HEPA air purifiers are very effective in filtering microscopic particulates in a particular space. Many people use these in high traffic rooms and where they sleep. While there are several new technologies being promoted for air filtration, experienced environmental professionals universally recommend traditional HEPA filtration because of its effectiveness. Learn more about HEPA air purifier selection HERE with a Q&A on air purifiers with JW Biava, CEO of ImmunoLytics.

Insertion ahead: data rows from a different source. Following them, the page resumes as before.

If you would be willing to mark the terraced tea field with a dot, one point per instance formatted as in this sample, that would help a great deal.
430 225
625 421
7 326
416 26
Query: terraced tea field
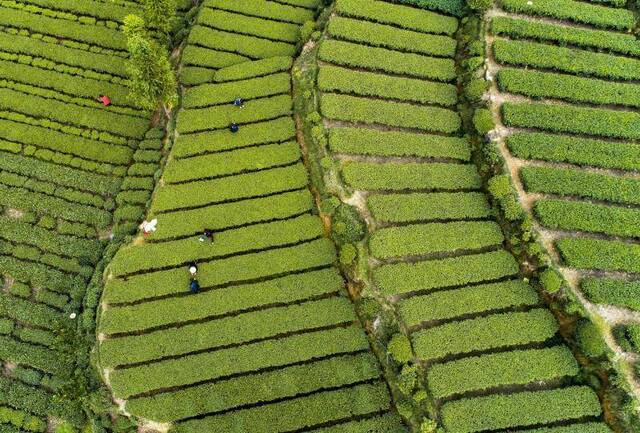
491 349
100 322
566 98
68 165
271 343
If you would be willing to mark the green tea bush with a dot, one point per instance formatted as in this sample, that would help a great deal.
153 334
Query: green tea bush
623 43
357 109
331 79
381 59
597 15
396 143
430 206
522 53
379 35
409 18
518 367
590 340
581 120
504 411
402 176
575 89
399 348
566 181
588 217
576 150
269 353
551 280
449 304
408 277
587 253
484 333
612 291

Additional Precautions for IAQ

  • Take safety precautions by using an N95 mask, goggles, latex gloves, and a Tyvek suit when possible. All of these can be purchased at big box home improvement stores.
  • Inspect your home for moisture and water damage. Take notes and pictures so that you can test for mold.
  • Avoid using toxic chemicals as they may be irritants. In addition, mixing common chemicals can create toxic vapors that can be inhaled. I recommend a non-toxic botanical blend such as CitriSafe Remedy Mold Treatment Spray to clean while dusting.
  • Clean from the top down. Use a vacuum with upholstery tools to remove dust where you can. Otherwise, use a damp microfiber cloth to wipe away dust.
  • Dust all horizontal surfaces. Do not forget above cabinets, refrigerator, shelving dust, and bed frames well.
  • Clean baseboards routinely. 

Dust management is always important and has a positive impact on indoor air quality and dangerous microorganisms in the air. Keeping a regular schedule of vacuuming using some of the automated and lighter vacuums, cleaning, and air purification to manage dust and mold will improve your wellness. Next week, we will discuss the specific chemicals and microorganisms that can impact you and your family’s wellness.

  1. M. Kuhn, M. A. Ghannoum. “Indoor Mold, Toxigenic Fungi, and Stachybotrys chartarum: Infectious Disease Perspective”Clin Microbiol Rev. 2003 Jan; 16(1): 144–172.